E então não poderei perder-me; o vento trazer-me-á à superfície e levar-me-á ao fundo silencioso de limos e peixes, e os meus braços perderão toda a força das vontades para o desejo último de um só corpo, como se em vez de dois braços fossem afinal o peso inteiro da rocha ainda viva procurando semear-se para sempre nessa líquida carne que se esconde na veia mais profunda da terra.

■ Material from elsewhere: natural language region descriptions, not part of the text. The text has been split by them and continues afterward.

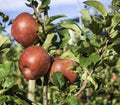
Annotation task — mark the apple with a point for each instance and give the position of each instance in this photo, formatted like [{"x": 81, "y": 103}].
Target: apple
[
  {"x": 63, "y": 67},
  {"x": 24, "y": 29},
  {"x": 34, "y": 62}
]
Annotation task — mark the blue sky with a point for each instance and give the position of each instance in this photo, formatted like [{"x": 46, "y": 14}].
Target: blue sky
[{"x": 70, "y": 8}]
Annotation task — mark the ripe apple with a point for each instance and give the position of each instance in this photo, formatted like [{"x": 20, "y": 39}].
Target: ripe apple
[
  {"x": 24, "y": 29},
  {"x": 63, "y": 67},
  {"x": 34, "y": 62}
]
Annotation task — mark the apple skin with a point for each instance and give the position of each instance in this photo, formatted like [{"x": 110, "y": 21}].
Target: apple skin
[
  {"x": 34, "y": 62},
  {"x": 62, "y": 66},
  {"x": 24, "y": 29}
]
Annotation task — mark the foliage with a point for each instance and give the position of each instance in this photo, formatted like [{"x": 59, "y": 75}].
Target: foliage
[{"x": 94, "y": 45}]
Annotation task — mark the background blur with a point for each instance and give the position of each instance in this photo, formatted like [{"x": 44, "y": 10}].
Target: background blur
[{"x": 70, "y": 8}]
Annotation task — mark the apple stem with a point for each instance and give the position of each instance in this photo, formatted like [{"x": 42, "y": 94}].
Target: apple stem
[
  {"x": 45, "y": 90},
  {"x": 31, "y": 90}
]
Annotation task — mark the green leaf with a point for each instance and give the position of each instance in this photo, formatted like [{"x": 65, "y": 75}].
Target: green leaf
[
  {"x": 71, "y": 25},
  {"x": 9, "y": 83},
  {"x": 5, "y": 69},
  {"x": 45, "y": 3},
  {"x": 84, "y": 61},
  {"x": 69, "y": 55},
  {"x": 4, "y": 41},
  {"x": 4, "y": 98},
  {"x": 86, "y": 14},
  {"x": 48, "y": 42},
  {"x": 50, "y": 27},
  {"x": 94, "y": 57},
  {"x": 58, "y": 79},
  {"x": 98, "y": 6},
  {"x": 89, "y": 78},
  {"x": 115, "y": 19},
  {"x": 52, "y": 18},
  {"x": 4, "y": 17},
  {"x": 72, "y": 100}
]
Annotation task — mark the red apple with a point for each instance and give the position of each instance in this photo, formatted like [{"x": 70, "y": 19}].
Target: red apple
[
  {"x": 34, "y": 62},
  {"x": 63, "y": 67},
  {"x": 24, "y": 29}
]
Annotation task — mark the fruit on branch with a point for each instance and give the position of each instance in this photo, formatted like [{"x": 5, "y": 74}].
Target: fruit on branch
[
  {"x": 64, "y": 66},
  {"x": 24, "y": 29},
  {"x": 34, "y": 62}
]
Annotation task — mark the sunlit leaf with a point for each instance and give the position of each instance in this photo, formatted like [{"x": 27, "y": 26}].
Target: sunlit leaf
[
  {"x": 45, "y": 3},
  {"x": 89, "y": 78},
  {"x": 58, "y": 79},
  {"x": 5, "y": 69},
  {"x": 71, "y": 25},
  {"x": 52, "y": 18},
  {"x": 115, "y": 19},
  {"x": 69, "y": 55},
  {"x": 86, "y": 14},
  {"x": 98, "y": 6},
  {"x": 72, "y": 100}
]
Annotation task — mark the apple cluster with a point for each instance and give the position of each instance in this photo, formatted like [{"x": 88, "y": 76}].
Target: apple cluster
[{"x": 35, "y": 62}]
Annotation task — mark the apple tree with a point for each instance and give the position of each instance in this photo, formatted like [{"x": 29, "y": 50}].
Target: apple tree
[{"x": 61, "y": 63}]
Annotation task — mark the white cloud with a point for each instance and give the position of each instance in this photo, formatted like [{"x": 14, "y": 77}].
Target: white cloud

Uma ilha é ainda mais. Um corpo chega julgando que é para morrer, mas a vida não consegue pará-lo antes do tremor extremo guardado nas mãos da noite, no sol da melancolia onde ardem crisântemos altos e escuríssimos, vigilantes petrificados que o coração vai mutilando, se ainda bate.
Uma maçã incendeia-se no colo da mãe enquanto os filhos dormem no cimo do Verão. Uma sombra vem aconchegá-los antecipando os dedos untados da mãe envenenada pelo tempo, do fim do seu ventre não gerado; mas o mar há-de inundar-lhe os pés e solver-lhe os ossos do corpo, há-de fazê-la respirar como o pássaro que só agora começa a consumação do vento ou a matriz da rosa inexplicável. E consumando-se a beleza, uma ilha será sempre este corpo pronto para ferir; crivado de água e de plantas suspiradas, abismo nocturno onde a desordem encontra o fôlego de um animal novo, um nervo único auscultando o sono da terra que a deixa intacta ao peso dos homens, ao sal do sangue. E só o silêncio leva a boca até ao lugar arterial da água, até à mancha claríssima de duas mãos procurando a palavra que ardeu na cabeça de Deus.
Numa ilha não hei-de poder nunca uivar ao silêncio, nem coar o escuro ou as sombras que morrem sem que a morte as vença. Uma ilha saberá sempre acolher a devastação de um corpo que luta contra ser inteiro. Uma ilha será sempre divinamente lenta. Um corpo a regressar ao mar.